The random matrices for TestNanFunctions_Median.test_keepdims_out fail to slice ocassionally while building numpy 1.24 for openSUSE Tumbleweed.

Reproduce the code example:

import numpy as np
np.test(extra_argv=['-k', 'test_keepdims_out'])

Error message:

[ 2386s] _________________ TestNanFunctions_Median.test_keepdims_out[1] _________________
[ 2386s] [gw7] linux -- Python 3.8.16 /usr/bin/python3.8
[ 2386s] 
[ 2386s] self = <numpy.lib.tests.test_nanfunctions.TestNanFunctions_Median object at 0x7f07bc2c7520>
[ 2386s] axis = 1
[ 2386s] 
[ 2386s]     @pytest.mark.parametrize(
[ 2386s]         argnames='axis',
[ 2386s]         argvalues=[
[ 2386s]             None,
[ 2386s]             1,
[ 2386s]             (1, ),
[ 2386s]             (0, 1),
[ 2386s]             (-3, -1),
[ 2386s]         ]
[ 2386s]     )
[ 2386s]     def test_keepdims_out(self, axis):
[ 2386s]         d = np.ones((3, 5, 7, 11))
[ 2386s]         # Randomly set some elements to NaN:
[ 2386s]         w = np.random.random((4, 200)) * np.array(d.shape)[:, None]
[ 2386s]         w = w.astype(np.intp)
[ 2386s]         d[tuple(w)] = np.nan
[ 2386s]         if axis is None:
[ 2386s]             shape_out = (1,) * d.ndim
[ 2386s]         else:
[ 2386s]             axis_norm = normalize_axis_tuple(axis, d.ndim)

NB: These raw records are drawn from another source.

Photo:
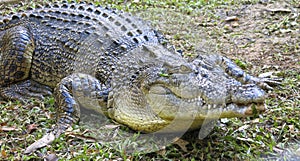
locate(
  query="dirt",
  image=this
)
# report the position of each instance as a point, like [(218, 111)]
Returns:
[(263, 35)]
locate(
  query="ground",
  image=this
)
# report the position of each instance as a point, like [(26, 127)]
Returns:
[(261, 36)]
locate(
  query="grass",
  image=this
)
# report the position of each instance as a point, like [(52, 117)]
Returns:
[(194, 27)]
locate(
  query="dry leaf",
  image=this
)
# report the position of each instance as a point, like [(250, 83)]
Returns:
[(3, 154), (231, 18), (7, 128), (31, 128), (51, 157), (278, 10), (44, 141)]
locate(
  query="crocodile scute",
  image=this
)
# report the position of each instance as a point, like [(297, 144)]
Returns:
[(116, 64)]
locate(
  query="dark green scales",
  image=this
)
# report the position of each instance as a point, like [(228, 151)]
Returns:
[(116, 64)]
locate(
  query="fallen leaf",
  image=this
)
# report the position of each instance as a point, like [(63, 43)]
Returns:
[(278, 10), (51, 157), (80, 136), (3, 154), (31, 128), (231, 18), (44, 141), (7, 128)]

[ 2386s]             shape_out = tuple(
[ 2386s]                 1 if i in axis_norm else d.shape[i] for i in range(d.ndim))

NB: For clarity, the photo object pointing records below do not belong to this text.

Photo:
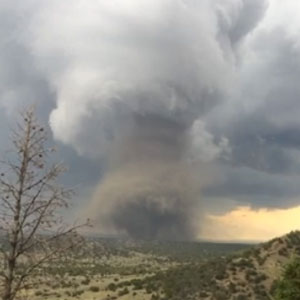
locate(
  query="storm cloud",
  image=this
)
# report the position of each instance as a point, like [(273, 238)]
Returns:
[(157, 93)]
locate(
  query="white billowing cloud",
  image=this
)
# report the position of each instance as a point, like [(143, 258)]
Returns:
[(204, 148), (108, 59)]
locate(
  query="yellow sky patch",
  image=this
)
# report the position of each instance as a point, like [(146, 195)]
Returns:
[(246, 224)]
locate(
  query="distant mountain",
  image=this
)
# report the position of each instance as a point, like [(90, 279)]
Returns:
[(247, 274)]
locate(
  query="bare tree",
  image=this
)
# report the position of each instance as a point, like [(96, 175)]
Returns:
[(31, 229)]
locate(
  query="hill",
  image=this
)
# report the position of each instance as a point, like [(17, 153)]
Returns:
[(248, 274), (111, 269)]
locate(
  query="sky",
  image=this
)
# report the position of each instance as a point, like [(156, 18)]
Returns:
[(177, 118)]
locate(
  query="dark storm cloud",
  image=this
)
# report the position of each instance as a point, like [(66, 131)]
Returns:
[(226, 70)]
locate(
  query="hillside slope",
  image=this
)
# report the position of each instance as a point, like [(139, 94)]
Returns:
[(248, 274)]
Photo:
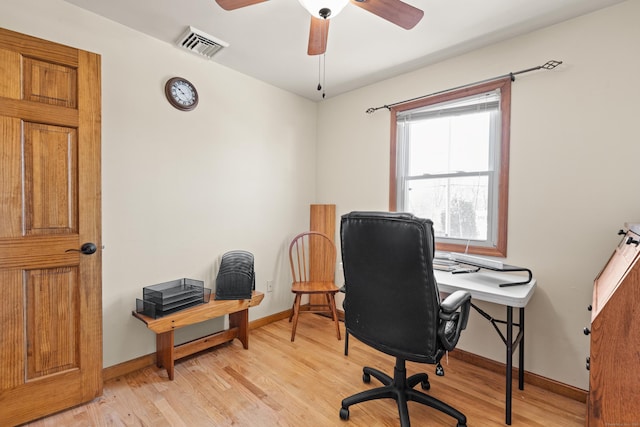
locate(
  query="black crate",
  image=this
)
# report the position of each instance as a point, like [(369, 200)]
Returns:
[(169, 297)]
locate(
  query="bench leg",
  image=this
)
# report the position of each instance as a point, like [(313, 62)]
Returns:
[(240, 320), (165, 352)]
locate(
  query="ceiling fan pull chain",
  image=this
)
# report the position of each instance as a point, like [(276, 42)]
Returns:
[(324, 73)]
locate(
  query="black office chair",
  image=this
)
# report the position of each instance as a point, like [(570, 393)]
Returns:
[(392, 304)]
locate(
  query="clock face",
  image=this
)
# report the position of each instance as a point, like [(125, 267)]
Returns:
[(181, 94)]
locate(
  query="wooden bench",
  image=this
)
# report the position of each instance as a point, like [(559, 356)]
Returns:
[(167, 352)]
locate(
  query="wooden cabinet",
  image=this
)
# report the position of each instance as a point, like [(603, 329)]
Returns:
[(614, 361)]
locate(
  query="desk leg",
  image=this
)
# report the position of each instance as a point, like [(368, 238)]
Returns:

[ 2386s]         out = np.empty(shape_out)
[ 2386s] >       result = np.nanmedian(d, axis=axis, keepdims=True, out=out)
[ 2386s] 
[ 2386s] axis       = 1
[ 2386s] axis_norm  = (1,)
[ 2386s] d          = array([[[[ 1., nan,  1., ...,  1.,  1.,  1.],
[ 2386s]          [ 1.,  1.,  1., ..., nan,  1.,  1.],
[ 2386s]          [nan,  1.,  1., ....1., ...,  1.,  1.,  1.],
[ 2386s]          [ 1.,  1.,  1., ...,  1.,  1.,  1.],
[ 2386s]          [ 1.,  1.,  1., ...,  1., nan,  1.]]]])

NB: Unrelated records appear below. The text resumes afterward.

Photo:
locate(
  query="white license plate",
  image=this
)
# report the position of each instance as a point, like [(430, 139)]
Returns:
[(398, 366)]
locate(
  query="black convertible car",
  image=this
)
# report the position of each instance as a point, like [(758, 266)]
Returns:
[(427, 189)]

[ 2386s] out        = array([[[[-8.63673875e-26, -8.63673875e-26, -8.63673875e-26,
[ 2386s]           -8.63673875e-26, -8.63673875e-26, -8.63673875e-...73875e-26,
[ 2386s]           -8.63673875e-26, -8.63673875e-26, -8.63673875e-26,
[ 2386s]           -8.63673875e-26, -8.63673875e-26]]]])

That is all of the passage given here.